Traditional LULC maps require significant human input, which takes time and involves processing large amounts of data, and they’re often out of date by the time they’re published. For example, the US national map (NLCD) is based on satellite images of the Earth that are from two to three years old by the time the map is released. Most countries don’t have access to maps of that kind, and current global maps produced by the science community, such as NASA and ESA, are too low resolution for many planning decisions.

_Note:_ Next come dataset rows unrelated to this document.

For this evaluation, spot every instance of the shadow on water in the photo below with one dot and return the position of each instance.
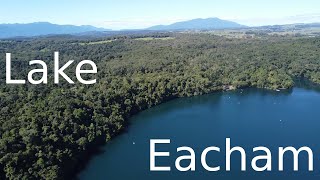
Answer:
(215, 116)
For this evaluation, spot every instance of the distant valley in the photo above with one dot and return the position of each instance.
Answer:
(216, 25)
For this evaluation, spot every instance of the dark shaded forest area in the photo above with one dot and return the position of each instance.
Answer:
(48, 129)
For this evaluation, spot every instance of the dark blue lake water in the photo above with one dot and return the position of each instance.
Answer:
(250, 118)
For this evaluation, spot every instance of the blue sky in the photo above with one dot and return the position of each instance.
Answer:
(119, 14)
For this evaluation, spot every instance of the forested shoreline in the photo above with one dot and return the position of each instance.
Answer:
(48, 129)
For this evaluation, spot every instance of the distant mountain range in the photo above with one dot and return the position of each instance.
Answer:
(42, 28)
(45, 28)
(199, 24)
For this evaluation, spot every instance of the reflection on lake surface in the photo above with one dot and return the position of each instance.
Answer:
(250, 118)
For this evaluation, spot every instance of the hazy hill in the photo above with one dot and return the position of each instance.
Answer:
(199, 24)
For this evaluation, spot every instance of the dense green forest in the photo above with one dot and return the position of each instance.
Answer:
(48, 130)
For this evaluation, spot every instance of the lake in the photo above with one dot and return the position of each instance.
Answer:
(251, 118)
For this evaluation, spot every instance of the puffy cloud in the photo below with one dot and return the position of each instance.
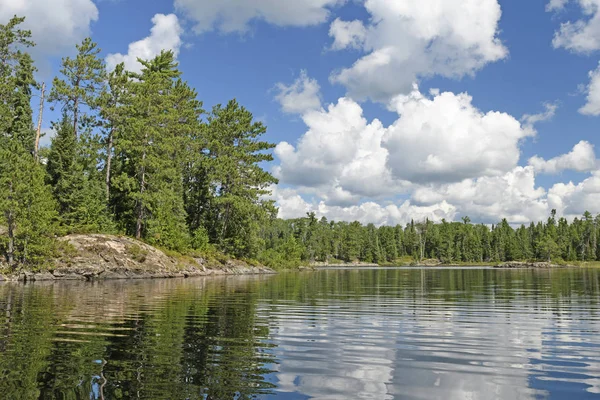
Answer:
(447, 139)
(164, 35)
(529, 120)
(341, 149)
(347, 34)
(592, 106)
(582, 159)
(573, 200)
(234, 16)
(555, 5)
(292, 205)
(299, 97)
(581, 36)
(56, 25)
(438, 140)
(408, 40)
(513, 196)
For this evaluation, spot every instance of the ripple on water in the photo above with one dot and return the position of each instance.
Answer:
(373, 334)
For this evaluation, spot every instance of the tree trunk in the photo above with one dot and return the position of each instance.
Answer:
(38, 132)
(140, 218)
(75, 116)
(108, 162)
(10, 220)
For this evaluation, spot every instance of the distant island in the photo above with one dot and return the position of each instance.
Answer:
(137, 160)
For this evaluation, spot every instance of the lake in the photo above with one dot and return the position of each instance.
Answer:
(331, 334)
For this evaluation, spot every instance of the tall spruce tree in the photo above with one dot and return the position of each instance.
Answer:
(79, 196)
(27, 211)
(81, 84)
(237, 180)
(162, 113)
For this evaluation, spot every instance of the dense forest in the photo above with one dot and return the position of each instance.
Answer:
(137, 154)
(134, 153)
(312, 239)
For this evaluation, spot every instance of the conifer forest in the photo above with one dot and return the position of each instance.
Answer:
(139, 154)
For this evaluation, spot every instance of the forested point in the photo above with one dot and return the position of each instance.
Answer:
(136, 154)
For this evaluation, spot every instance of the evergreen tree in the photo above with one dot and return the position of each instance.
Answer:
(78, 195)
(26, 209)
(237, 182)
(162, 114)
(81, 85)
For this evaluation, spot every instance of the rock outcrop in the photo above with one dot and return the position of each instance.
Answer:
(94, 257)
(521, 264)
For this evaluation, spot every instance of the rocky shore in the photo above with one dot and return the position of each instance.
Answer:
(98, 257)
(539, 265)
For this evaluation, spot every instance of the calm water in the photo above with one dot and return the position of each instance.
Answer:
(339, 334)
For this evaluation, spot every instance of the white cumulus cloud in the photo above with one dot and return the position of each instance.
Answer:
(435, 140)
(340, 149)
(583, 35)
(447, 139)
(347, 34)
(292, 205)
(513, 196)
(164, 35)
(582, 159)
(411, 39)
(592, 106)
(56, 25)
(572, 200)
(299, 97)
(229, 16)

As land use changes accelerate dramatically because of human causes and human-accelerated natural processes, updating land maps is critical for data-driven decision making. The US Forest Service, for example, typically catalogs forest inventory every five years, leaving fire marshals struggling to keep up with new land development that isn’t on the maps they use. This also adds time and unnecessary risk to their work. As addressing and tackling climate change becomes ever more urgent, governments, organizations, and individuals alike can’t afford to miss valuable insights.
Impact Observatory is at the forefront of the movement for change. Impact Observatory’s core team met at the National Geographic Society, where they created a first-of-its-kind AI training dataset that was composed of billions of hand-labeled pixels of Earth observation satellite imagery. “One of the biggest things that’s been missing in the field has been this type of training dataset, which is designed for environmental monitoring and analysis at a global scale,” says Steven Brumby, Chief Executive Officer of Impact Observatory.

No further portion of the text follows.